Este mes de abril debiera ser considerado como una oportunidad para valorar al Ejército de Chile. 12.147 ciudadanos -en un 100% voluntarios- el 10 de abril iniciaron su Servicio Militar. Son 10.367 hombres y 1.780 mujeres que representan, tal como lo manifestó el comandante en jefe del Ejército (CJE), más del 25% del total de la fuerza del Ejército y el 40% de su fuerza operativa.
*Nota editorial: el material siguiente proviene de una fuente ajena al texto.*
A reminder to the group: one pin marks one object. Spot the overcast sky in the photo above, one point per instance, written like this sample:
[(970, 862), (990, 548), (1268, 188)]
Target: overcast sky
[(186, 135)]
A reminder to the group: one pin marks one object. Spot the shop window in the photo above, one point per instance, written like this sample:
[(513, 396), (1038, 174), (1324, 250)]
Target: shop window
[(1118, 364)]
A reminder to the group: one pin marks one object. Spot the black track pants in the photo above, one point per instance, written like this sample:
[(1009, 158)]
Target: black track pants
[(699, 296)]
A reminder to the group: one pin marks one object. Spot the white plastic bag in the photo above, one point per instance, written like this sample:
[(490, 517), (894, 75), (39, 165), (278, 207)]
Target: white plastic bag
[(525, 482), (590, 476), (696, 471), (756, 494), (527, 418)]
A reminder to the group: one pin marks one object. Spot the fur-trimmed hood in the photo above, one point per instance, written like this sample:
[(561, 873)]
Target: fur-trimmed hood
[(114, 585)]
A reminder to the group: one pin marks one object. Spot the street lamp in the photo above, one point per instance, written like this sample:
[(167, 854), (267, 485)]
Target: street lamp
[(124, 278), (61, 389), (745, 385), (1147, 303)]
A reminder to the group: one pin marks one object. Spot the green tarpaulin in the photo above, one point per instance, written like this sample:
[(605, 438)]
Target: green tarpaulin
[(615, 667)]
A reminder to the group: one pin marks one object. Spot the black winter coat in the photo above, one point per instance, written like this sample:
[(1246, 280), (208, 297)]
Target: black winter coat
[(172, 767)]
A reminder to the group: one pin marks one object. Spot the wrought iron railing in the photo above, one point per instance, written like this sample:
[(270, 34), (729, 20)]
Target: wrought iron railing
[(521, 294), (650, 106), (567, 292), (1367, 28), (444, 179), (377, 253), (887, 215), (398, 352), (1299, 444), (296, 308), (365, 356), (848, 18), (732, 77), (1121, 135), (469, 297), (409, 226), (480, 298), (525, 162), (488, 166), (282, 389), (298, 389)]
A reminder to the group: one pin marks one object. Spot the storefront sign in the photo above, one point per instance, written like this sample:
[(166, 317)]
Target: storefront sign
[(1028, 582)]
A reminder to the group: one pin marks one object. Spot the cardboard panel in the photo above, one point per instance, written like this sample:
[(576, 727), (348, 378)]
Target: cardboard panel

Razón más que suficiente para convertirse en la responsabilidad y preocupación principal de esa institución.

Al término de su servicio se reinsertarán en la sociedad con un valor agregado: las virtudes militares que durante un año y para toda la vida, inculcaron sus instructores: el patriotismo, la abnegación, el honor, el valor, la disciplina, la lealtad, el espíritu de cuerpo, el cumplimiento del deber y el respeto.

Para que todo aquello siga ocurriendo, como así ha sucedido por más de 200 años, quienes tienen la noble misión de instruirlos y junto con ello, la cada vez más difícil e inexcusable responsabilidad de mando, jamás debieran olvidar lo que señala una cartilla de esa institución: “… Los valores y virtudes de nuestros líderes también inspiran y animan a realizar nuevos actos virtuosos, que logran la excelencia personal del soldado. Este círculo virtuoso es lo que, en definitiva, va conformando el ethos militar…”. Si fallan en el ejemplo personal, ninguna explicación los hará creíbles ante su tropa y la sociedad civil. Se trata de erradicar definitivamente, toda práctica que no esté a la altura del ethos de la profesión militar. Difícil misión para quien lidera la institución, pero ya se ven las acciones del CJE para permitir que las cosas buenas también ocurran.